The demons were thus lured to the great offering and then expelled from the village by the curses of the priests. The Regent of Badung joined in the prayers with his entire family, kneeling in front of the Sun-altar and making reverences while the nine priests rang bells and chanted formulas. When they finished, " new fire " and holy water were given by the priests to the heads of each bandjar, and the poor were allowed to loot the offerings for money and other useful objects.

Firecrackers exploded in every direction and all the kulkuls in Den Pasar were beaten furiously, the populace ran all over town in groups, often with their faces and bodies painted, carrying torches on the end of long poles, beating drums, gongs, tin cans or anything that made a noise, yelling at the top of their lungs: " Megedi, megedi! Get out! Get out! "- beating the trees and the ground, to scare away the unsuspecting butas who had assembled to partake of the offerings. From a dark corner came a deafening din that seemed produced by the frightened devils themselves, but our flashlight revealed a gang of naked children heating empty gasoline cans.The noisy torch parades swept over town until they were exhausted, long after midnight.

The following day, nyepi, was supposed to be one of absolute stillness, a day when no fires, no sexual intercourse, and no work of any sort were permitted.

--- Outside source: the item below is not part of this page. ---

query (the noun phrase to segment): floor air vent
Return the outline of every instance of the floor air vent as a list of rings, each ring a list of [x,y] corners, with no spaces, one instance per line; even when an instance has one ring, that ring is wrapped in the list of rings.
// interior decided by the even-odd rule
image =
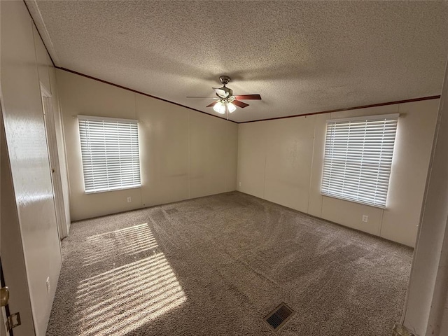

There was no traffic on the roads and only by special permit and the payment of a heavy fine could the cars of foreigners drive through a town. In most Balinese villages the people were not even allowed out of their houses, especially in North Bali, where the nyepi regulations are strict.

In Den Pasar it was forbidden even to light a cigarette, but people went out visiting as on a holiday. Curious tug-of-war games (med-medan) were organized there for the amusement of the young people; in bandjar Kaliungu, men on one side, girls on the other, pulled a long rattan until one side defeated the other, but in bandjar Sesetan a shouting crowd of boys stood facing a group of girls; the boys charged as in a football game and captured one girl, who then had to be rescued by her friends in a rough free-for-all.

Everybody tugged and pulled and the poor prisoner, wild-eyed and with her hair loose, was so roughly handled in the desperate effort to free her that she fainted. But someone walked over to her and unceremoniously emptied a bucket of cold water on her head so she would revive and the game could proceed; when the girl was rescued the men captured another. Although the unique game is not played outside of the neighbourhood of Den Pasar and then only on nyepi day, the Balinese insisted it had no significance of any sort and that its object was purely play.